Read One Handsome Devil Online
Authors: Robert Preece
"You'll speak when spoken too, woman,” the Reverend Bob blustered. The twitch of one eye could have been a wink.
"That's the way to treat them,” Derrick said.
"Oh, Derrick?” Reverend Bob's voice was insistent.
Derrick loosened his grip, but only slightly, and turned to deal with the interruption. “Yeah, boss?"
Jack's wing blurred. It seemed to brush against the side of Derrick's neck and the man plunged against the wall and collapsed to the floor. “We need some help over here,” he announced in Bob's voice.
"Come on,” he told Katra.
"What about the real Bob?"
"I'd like to try that on him but he's too well protected.” He urged her toward the knot of angry-looking men guarding the door.
"The police have cleaned up the fake accident we used to block the freeway,” he told them, still using Bob's voice. “Let's head out of here."

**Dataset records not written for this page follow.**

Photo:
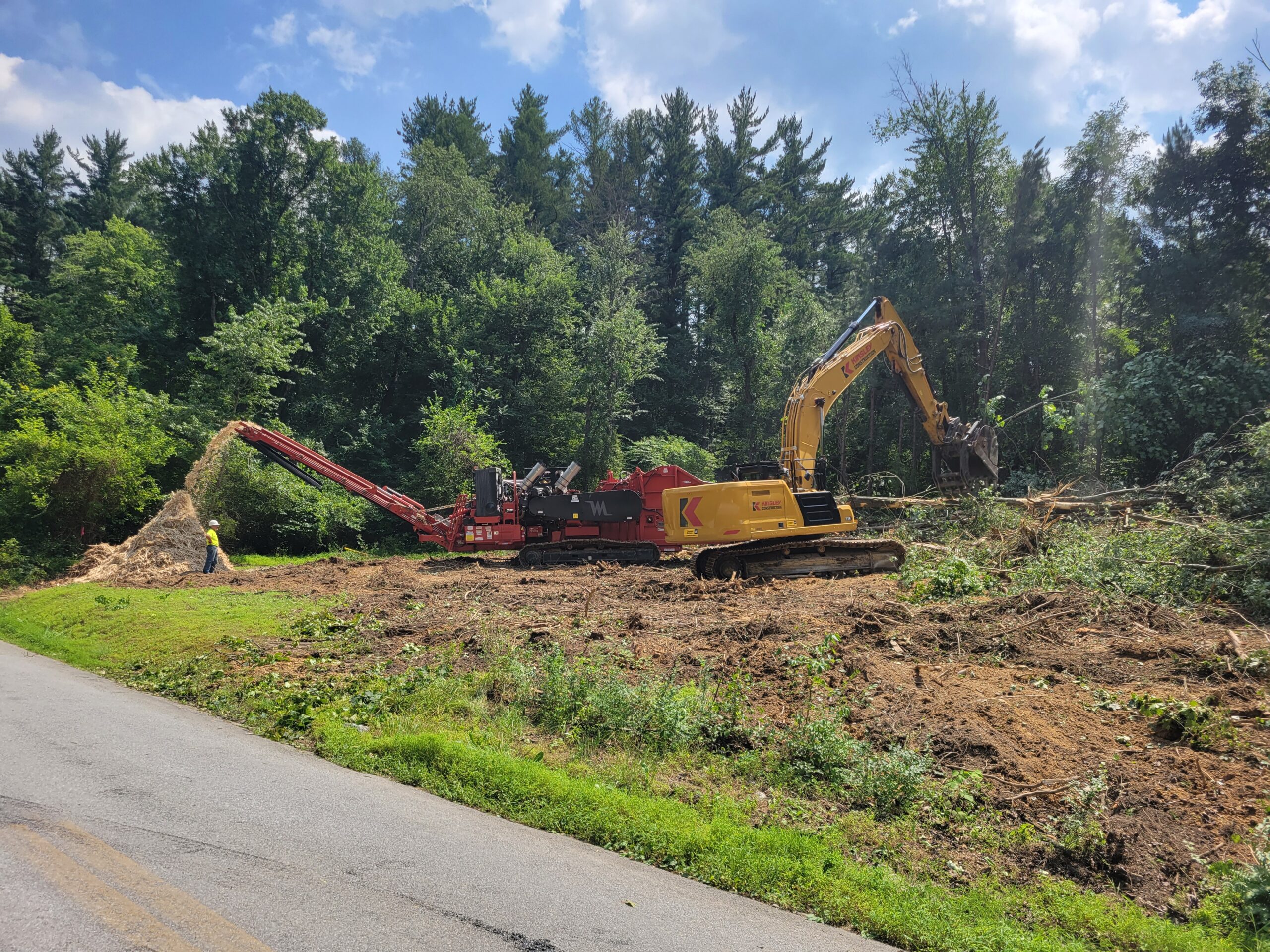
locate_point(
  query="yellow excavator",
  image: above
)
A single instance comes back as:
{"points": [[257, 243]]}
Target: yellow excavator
{"points": [[775, 520]]}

"Who the heck are you?” one of them demanded.
"That's Reverend Bob, you idiot,” another answered.
"No it isn't. It's the demon. Over here, they're getting away."
Jack's fist blurred into one face, propelling his victim into the man who had seen through his costume. His wings buzzed, hiding himself and Katra behind a protective shield. Two men threw themselves at the shield and rebounded, then a third simply put out a hand and Jack fell back with a suppressed gasp of agony.
"If you guys spent more time reading the Bible than those Nazi tracts, you'd know how to handle a demon.” Reverend Bob held Maura behind him. She was still clutching her can of hair spray but looked uncertain about which side to attack.
"I don't want to hurt you, Katra,” Reverend Bob said. “But you've been making a terrible mistake. That man you're with is a demon. When I found Derrick, I saw the demon's mark on him. With what you said, I put two and two together.” He paused, then pitched his voice higher to carry over the crowd. “Do you have any idea what would happen if he escaped from Sara's wards?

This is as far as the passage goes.